Neither Wheeler nor Lugo have had terrific springs as each carries a 5.11 and 5.56 Grapefruit League ERA, respectively. However, Carig notes that Wheeler has impressed simply by appearing healthy and brandishing a fastball that once again sits in the mid- to high-90’s. Lugo, meanwhile, proved crucial to the Mets last year, posting a 2.67 ERA across eight starts and nine relief appearances.
Nick Groke of the Denver Post reports that the Rockies agreed to a $200 million, 30-year lease with the Metropolitan Baseball Stadium District, which is the state division that owns Coors Field. As part of the deal, the Rockies will lease and develop a plot of land south of the stadium, which will cost the team $125 million for 99 years.

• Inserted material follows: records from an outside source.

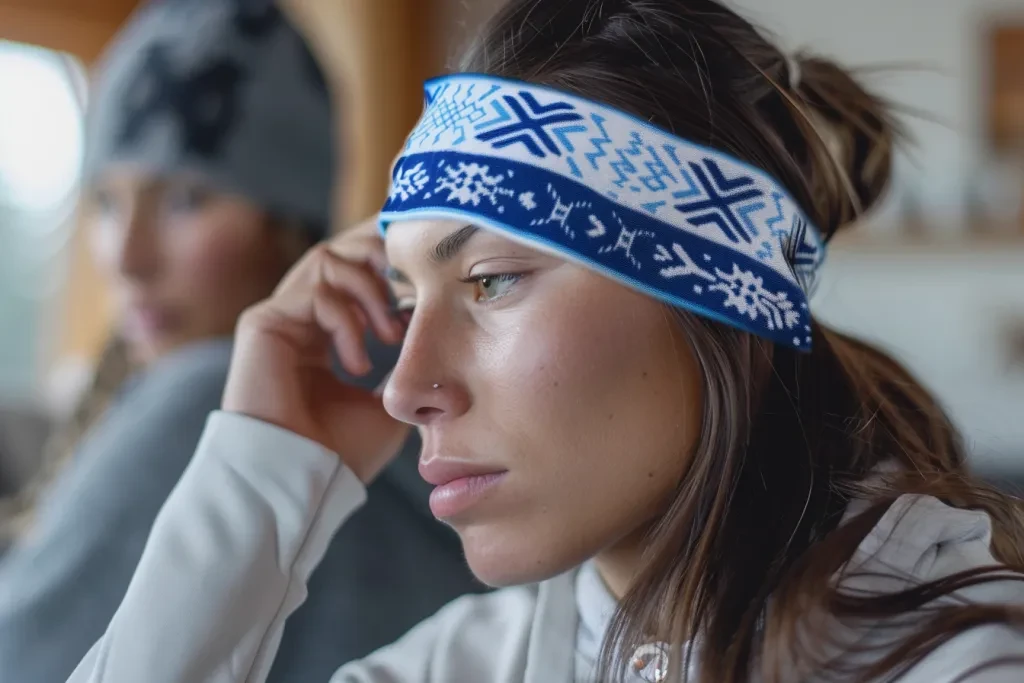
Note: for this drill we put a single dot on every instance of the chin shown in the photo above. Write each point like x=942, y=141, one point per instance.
x=500, y=556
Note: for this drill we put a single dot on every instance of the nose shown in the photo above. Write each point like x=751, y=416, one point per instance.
x=426, y=385
x=135, y=251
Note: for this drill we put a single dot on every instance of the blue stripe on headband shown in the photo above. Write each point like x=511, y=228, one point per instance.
x=683, y=223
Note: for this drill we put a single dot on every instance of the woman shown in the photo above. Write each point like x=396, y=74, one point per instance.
x=209, y=173
x=600, y=238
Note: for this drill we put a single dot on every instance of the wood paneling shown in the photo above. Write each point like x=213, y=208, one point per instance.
x=377, y=54
x=78, y=27
x=1007, y=95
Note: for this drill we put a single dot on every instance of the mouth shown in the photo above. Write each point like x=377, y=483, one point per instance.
x=459, y=486
x=147, y=322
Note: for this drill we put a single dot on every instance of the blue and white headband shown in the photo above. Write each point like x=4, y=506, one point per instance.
x=686, y=224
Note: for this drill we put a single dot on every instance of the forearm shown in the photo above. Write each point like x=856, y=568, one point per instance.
x=227, y=560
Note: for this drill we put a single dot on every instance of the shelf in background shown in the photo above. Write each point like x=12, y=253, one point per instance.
x=870, y=243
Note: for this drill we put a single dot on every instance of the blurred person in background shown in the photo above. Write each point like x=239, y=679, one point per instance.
x=209, y=171
x=632, y=417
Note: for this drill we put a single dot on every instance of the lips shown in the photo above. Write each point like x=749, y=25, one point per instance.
x=440, y=472
x=460, y=486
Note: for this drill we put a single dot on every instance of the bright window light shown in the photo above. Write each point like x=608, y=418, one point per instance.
x=41, y=128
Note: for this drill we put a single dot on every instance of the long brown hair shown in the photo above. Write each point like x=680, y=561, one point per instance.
x=748, y=551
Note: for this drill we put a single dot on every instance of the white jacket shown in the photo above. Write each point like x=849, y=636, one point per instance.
x=229, y=555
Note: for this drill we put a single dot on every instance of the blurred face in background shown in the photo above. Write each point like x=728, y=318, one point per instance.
x=183, y=260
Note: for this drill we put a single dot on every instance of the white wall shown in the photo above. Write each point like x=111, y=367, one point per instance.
x=941, y=311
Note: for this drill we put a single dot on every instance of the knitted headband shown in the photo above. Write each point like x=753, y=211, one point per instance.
x=226, y=89
x=683, y=223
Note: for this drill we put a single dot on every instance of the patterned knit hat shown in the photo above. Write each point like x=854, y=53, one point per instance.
x=226, y=89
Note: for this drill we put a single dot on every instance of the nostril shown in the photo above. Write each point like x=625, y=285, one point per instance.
x=427, y=412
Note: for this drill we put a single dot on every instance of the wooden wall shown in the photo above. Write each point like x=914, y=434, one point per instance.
x=376, y=53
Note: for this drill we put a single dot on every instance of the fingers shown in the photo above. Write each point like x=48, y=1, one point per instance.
x=340, y=319
x=327, y=296
x=371, y=292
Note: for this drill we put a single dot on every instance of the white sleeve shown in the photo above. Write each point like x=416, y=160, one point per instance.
x=227, y=559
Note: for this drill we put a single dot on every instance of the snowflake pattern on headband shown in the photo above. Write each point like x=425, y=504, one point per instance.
x=685, y=224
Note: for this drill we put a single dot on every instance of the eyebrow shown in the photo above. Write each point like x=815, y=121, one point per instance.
x=443, y=251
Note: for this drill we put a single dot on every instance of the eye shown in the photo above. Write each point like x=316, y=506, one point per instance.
x=493, y=287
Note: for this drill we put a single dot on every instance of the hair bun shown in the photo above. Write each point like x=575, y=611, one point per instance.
x=856, y=133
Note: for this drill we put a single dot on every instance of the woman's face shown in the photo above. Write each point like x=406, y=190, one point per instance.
x=183, y=261
x=565, y=404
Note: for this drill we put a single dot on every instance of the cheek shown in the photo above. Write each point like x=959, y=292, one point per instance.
x=598, y=377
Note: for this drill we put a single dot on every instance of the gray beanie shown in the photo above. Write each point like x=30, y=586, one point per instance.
x=226, y=89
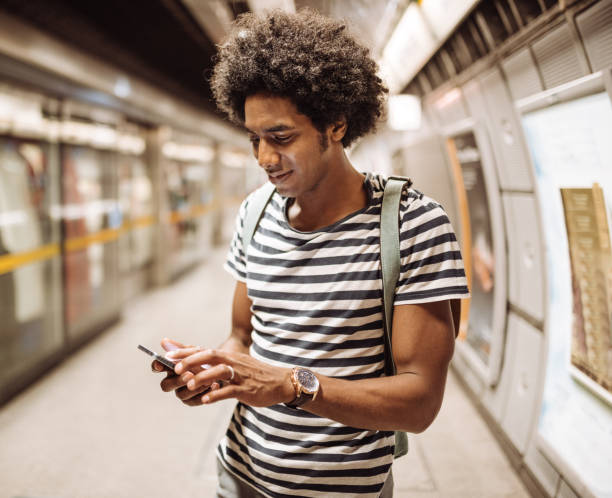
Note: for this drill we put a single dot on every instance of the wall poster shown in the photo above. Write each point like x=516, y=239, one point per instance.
x=571, y=147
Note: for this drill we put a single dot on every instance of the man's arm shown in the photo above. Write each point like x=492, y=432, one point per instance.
x=423, y=344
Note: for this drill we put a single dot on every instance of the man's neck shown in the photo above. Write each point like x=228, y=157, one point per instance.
x=338, y=195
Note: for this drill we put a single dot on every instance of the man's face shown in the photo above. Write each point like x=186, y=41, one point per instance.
x=286, y=144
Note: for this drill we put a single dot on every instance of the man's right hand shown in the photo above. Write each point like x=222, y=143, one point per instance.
x=176, y=383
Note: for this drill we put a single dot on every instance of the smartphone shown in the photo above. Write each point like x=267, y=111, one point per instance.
x=167, y=362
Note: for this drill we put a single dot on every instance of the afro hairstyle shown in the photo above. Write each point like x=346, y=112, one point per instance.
x=306, y=57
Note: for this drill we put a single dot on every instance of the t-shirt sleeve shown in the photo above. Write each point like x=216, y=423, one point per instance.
x=431, y=264
x=235, y=262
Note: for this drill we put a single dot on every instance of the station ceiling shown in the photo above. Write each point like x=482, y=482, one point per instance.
x=168, y=43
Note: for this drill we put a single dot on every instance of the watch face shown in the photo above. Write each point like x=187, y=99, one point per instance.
x=307, y=380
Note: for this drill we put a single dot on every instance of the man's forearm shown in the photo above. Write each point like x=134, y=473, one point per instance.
x=402, y=402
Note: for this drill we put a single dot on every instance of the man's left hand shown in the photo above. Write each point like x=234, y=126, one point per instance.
x=244, y=378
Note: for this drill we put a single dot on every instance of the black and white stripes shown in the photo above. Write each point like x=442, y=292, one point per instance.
x=317, y=302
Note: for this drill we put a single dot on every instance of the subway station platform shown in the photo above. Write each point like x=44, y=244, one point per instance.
x=99, y=426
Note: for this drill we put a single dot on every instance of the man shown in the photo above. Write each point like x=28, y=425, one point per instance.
x=305, y=356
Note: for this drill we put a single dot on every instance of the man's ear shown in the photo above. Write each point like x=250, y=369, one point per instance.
x=337, y=130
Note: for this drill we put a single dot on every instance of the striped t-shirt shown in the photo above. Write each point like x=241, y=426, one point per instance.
x=317, y=303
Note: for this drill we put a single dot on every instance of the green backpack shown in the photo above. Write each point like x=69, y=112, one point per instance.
x=389, y=258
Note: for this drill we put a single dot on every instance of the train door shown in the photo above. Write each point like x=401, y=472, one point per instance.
x=187, y=200
x=136, y=198
x=92, y=219
x=30, y=270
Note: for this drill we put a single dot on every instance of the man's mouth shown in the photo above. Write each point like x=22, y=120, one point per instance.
x=279, y=178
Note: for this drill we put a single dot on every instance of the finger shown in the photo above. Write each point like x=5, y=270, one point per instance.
x=178, y=354
x=172, y=382
x=185, y=394
x=156, y=366
x=208, y=376
x=206, y=357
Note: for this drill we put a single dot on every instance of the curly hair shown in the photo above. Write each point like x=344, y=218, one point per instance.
x=306, y=57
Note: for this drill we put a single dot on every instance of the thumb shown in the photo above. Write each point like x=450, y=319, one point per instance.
x=171, y=345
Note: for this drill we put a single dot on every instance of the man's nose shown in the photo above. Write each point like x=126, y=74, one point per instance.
x=267, y=155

As Groke points out, had the Rockies not reached a deal by Thursday, March 30, the lease would have rolled over for five more years.
Rockies owner Dick Monfort issued a statement, saying, “We are proud that Coors Field will continue to be a vital part of a vibrant city, drawing fans from near and far and making our Colorado residents proud.”
The Rockies moved into Coors Field in 1995. It is the National League’s third oldest stadium. In that span of time, the Rockies have made the playoffs three times, the last coming in 2009 when they lost in the NLDS to the Phillies. The Rockies were swept in the 2007 World Series by the Red Sox.